10. İl Eğitim Tarihi Müzeleri Albümü (2018): Milli Eğitim Bakanlığı tarafından 24 Kasım 2017’de 81 ilde açılan İl Eğitim Tarihi Müzelerini tanıtan bu eser, bir grup arkadaşla birlikte hazırlandı. MEB Orta Öğretim Genel Müdürlüğü tarafından yayınlandı.

11. Kaşıkçı Ali Rıza Efendi’nin 40 Hadis Şerhi (2019): Ali Rıza Efendi Konya’nın son döneminde yetişmiş ve Medine’ye hicret etmiş âlimlerindedir. O seçtiği kırk hadisi tasavvufi bilgiler ışında açıklamıştır. Konuları bazen kendi yazdığı şiirlerle şiirleriyle zenginleştirmiştir.

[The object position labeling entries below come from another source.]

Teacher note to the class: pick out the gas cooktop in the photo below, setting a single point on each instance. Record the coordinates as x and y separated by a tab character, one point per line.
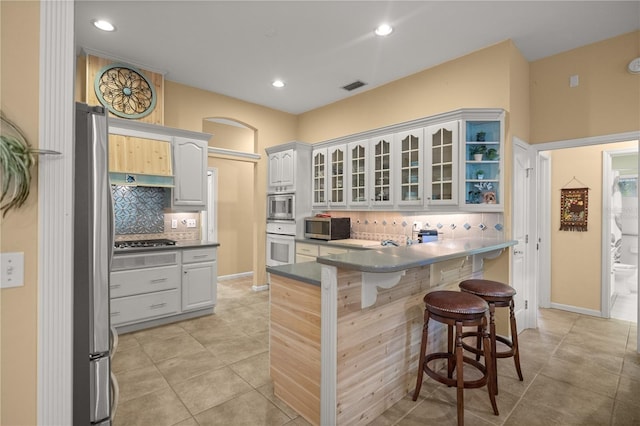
144	243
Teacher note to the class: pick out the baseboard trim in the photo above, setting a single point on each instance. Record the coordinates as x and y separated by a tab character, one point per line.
576	309
234	276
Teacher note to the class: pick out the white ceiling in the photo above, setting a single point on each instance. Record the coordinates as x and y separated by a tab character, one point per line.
237	48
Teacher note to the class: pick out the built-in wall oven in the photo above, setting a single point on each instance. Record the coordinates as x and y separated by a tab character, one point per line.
281	245
281	206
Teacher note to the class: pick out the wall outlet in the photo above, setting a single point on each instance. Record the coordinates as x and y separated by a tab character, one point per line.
12	265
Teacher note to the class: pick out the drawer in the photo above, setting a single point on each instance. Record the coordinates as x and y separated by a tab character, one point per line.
304	258
325	250
307	249
199	255
147	280
141	307
144	260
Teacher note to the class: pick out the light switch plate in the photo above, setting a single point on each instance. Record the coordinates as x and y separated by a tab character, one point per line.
12	272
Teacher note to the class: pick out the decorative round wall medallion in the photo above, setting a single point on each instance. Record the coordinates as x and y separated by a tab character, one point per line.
634	66
125	91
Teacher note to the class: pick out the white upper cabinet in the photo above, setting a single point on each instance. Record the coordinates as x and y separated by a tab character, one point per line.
381	178
483	148
358	173
190	189
425	164
409	146
441	165
281	171
337	182
319	178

Eser Kaşıkçı Ali Rıza Konevi Vakfı tarafından yayınlandı.

12. Konya Öğretmenleri (2020): Bu çalışmada Osmanlının son döneminde muallim olarak yetişmiş ve görevi Cumhuriyetin ilanından sonra da devam eden 120 öğretmenin hayat hikâyesi anlatılmaktadır. Hayat hikâyelerinin hazırlamasında Konya İl Milli Eğitim Müdürlüğü Özlük Arşivinde yararlanıldı. Eser Konya Büyükşehir Belediyesi Kültür A.Ş. tarafından yayınlandı.

13. Konya İmam Hatip Okulu (2020): 1951’de Türkiye’de açılan ilk yedi imam hatipten biri olan Konya İmam Hatip Okulunun açılışı, öğretmenleri ve faaliyetlerini konu edinen belgesel niteliğindeki bu eser, okulun 1951’den 1971’e kadar ki 20 yılını kapsamaktadır. Eser Konya Büyükşehir Belediyesi Kültür A.Ş. tarafından yayınlandı.

14. Şehrimiz Konya: Gençlerimize Konya’mızı tanıtmak ve sevdirmek amacıyla bir gurup öğretmen arkadaşla beraber hazırladık. Bu yıl içinde inşallah çıkacak.

Konya’da yaşamış peygamberler üzerine detaylı araştırma yaptınız. Bu konuyu etraflıca konuşmak istiyorum. Ama konuya önce Konya'nın derin tarihinden başlayalım. Eski çağlardan bu yana Konya’da hangi kavimler yaşamıştır?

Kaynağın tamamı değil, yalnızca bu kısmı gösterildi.